Example: What has really changed from the 1983 invasion of Grenada, Before Gorbachev (B.G.), to the 1989 invasion of Panama, After Gorbachev (A.G.)? Even though the Soviet Union seems to have had substantial political implantation in Grenada versus none at all in Panama, in each case the United States used a tragicomic overwhelming military force against a target of opportunity.
In each case —Coard’s Stalinist coup-makers in Grenada, Noriega’s decaying dictatorship in Panama— the regime had already used murderous force against its own population, which was beginning to resist In each case, the United States struck preemptively against the real threat: that the people of Grenada, or Panama, might overthrow repressive dictatorships themselves and establish governments not dependent on the United States, something that cannot be tolerated in this well-run neighborhood of ours.
Another comparison: does anything in recent U.S. interventionism, including the long torture of Central America (both B.G. and A.G.) via contras, death squads, “low-intensity” conflict and the (finally successful) political-economic destabilization of Nicaragua truly exceed the crimes committed by the United States from 1959-75 in Vietnam?
Lest we forget, Vietnam was the war of the strategic hamlets, the carpet-bombings, the My Lai massacres, Agent Orange, Operation Phoenix … all carried out by Washington in the period of history when the Soviet Union was arguably at the height of its power.

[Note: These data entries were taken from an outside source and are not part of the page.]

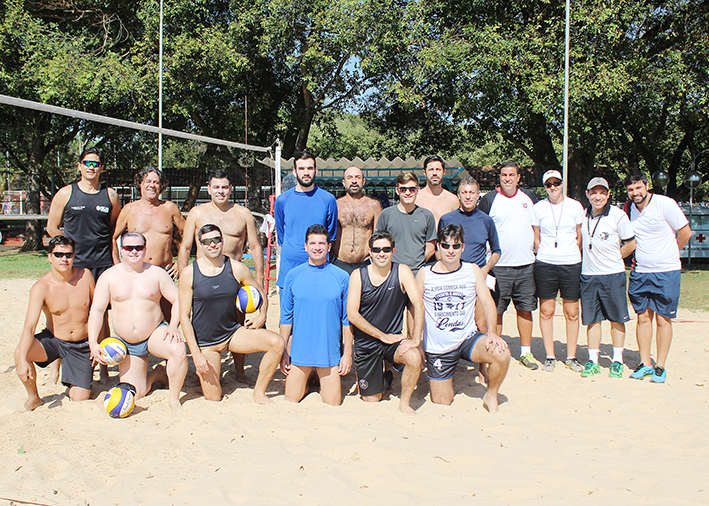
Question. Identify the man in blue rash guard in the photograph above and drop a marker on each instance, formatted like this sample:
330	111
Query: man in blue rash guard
297	209
314	322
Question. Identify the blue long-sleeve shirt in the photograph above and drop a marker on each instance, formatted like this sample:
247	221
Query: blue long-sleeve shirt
294	212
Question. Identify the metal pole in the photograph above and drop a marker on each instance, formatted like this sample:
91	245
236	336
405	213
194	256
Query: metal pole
689	243
160	96
566	100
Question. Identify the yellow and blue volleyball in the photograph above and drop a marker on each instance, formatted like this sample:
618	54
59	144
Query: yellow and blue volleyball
113	350
248	299
120	400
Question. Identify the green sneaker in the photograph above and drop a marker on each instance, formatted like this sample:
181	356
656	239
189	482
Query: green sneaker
528	361
616	370
574	365
590	369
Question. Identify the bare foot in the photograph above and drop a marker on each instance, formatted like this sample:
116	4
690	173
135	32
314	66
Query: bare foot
54	371
175	405
158	375
33	403
406	409
262	399
490	403
482	374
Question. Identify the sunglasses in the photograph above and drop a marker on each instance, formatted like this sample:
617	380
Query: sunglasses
210	241
139	247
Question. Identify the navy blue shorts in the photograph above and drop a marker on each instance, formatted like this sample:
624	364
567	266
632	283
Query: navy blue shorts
658	291
603	298
442	366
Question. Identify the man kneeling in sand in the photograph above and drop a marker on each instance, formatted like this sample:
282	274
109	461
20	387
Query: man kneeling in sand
134	288
208	291
450	289
64	296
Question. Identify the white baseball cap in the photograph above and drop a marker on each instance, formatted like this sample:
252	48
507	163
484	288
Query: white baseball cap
597	181
550	174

Even in Southern Africa, U.S. support for Savimbi’s operation in Angola has remained constant for most of the period from 1975, long B.G., to the present.
By all means, let’s never accept rosy-glow social-democratic portrayals of the softening contours of imperialism, whose crimes against humanity today easily match those committed at any point in its history. By all means, let’s recognize the new Gorbachevian theory of universal human interest for what it is: a caricature of caricature of a caricature of Marxism, hiding the very non-universal interests of a bureaucracy in terminal disintegration.
But let’s not, in the process, perpetuate or reproduce our own mythologies at precisely the time when we in the Western Left must accelerate the process of cleaning up our own theory. The socialist bloc has not “dissolved;” it was never there. The time is now to say so, clearly.